Post#5020 » by dhsilv2 » Thu Jun 21, 2018 1:48 am

Doctor MJ wrote:
I think people need to bring this back to the real world. LeBron is an employee. His value is defined by all the impact he has, positive or negative, to the franchise he plays for. If he chooses to protect himself to the extent that he undermines the franchise this is his right, but he then gets blame for the damage he does.

It's not about loyalty, it's about having faith in the people you work with that they'll do good work.

Did the Cavs deserve that faith? Well no, but LeBron's the one who decided to get back in bed with them. When he pulled this sort of thing the first time around in Cleveland I was very sympathetic, but seeing it all repeat it's quite clear what LeBron's role in forcing short-term thinking was.


This is so dead on where my mind was at.

I worked for a tech startup years back, and with startups you get some interesting personalities. Often really really smart people who just don't really fit in with larger organizations...often don't play nice with others and rules don't work for them. One such guy had been a critical part of the company before I got there and in reality he was a brilliant beyond words developer who really did add a huge amount of value. The problem was he didn't get anything he was asked to do done, instead he was fixing other people's issues, going off writing rogue code (some was of value), and getting into screaming matches with a lot of the people asked to manage the processes.

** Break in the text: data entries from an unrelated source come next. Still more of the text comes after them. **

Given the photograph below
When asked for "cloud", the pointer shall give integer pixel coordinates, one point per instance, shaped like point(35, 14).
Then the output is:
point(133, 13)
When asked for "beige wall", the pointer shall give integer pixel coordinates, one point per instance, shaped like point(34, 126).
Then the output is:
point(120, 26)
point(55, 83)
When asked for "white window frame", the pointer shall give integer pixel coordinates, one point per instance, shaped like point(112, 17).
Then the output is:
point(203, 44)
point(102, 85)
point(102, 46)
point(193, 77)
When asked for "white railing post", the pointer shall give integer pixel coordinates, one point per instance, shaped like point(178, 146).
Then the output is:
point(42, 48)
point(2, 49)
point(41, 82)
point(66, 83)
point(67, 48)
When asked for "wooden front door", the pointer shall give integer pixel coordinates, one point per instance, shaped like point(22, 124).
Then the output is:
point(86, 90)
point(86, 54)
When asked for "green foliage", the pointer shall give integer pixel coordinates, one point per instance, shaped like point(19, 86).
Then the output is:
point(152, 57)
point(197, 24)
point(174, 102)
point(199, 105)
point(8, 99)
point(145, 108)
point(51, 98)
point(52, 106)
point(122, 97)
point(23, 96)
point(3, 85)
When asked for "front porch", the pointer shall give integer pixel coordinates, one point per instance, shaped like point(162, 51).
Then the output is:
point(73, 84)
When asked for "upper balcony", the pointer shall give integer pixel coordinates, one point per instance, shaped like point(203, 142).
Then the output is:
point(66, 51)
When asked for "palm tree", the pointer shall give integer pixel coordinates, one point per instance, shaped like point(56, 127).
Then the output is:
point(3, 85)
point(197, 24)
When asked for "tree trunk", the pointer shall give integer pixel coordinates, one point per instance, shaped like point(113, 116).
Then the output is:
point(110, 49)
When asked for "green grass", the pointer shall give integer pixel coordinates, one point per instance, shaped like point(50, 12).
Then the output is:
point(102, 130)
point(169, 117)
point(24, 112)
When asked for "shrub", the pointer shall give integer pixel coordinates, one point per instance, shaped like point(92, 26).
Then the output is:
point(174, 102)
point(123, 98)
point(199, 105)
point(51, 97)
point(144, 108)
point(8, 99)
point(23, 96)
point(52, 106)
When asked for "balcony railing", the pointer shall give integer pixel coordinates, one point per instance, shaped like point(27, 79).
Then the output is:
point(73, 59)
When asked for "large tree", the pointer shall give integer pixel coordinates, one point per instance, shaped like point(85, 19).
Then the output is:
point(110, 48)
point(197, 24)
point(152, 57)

Eventually despite the guy being the best and brightest developer, it just wasn't enough to make him useful for the team long term and he was fired. Lebron this year might well have been the best player in the league, but he brought with him more baggage and more problems than anyone else in the league. It got him to the finals again, but at some point all that baggage starts weighing down the end results.

People need to understand that in a team, being the best at even the most important things isn't enough if you fail elsewhere.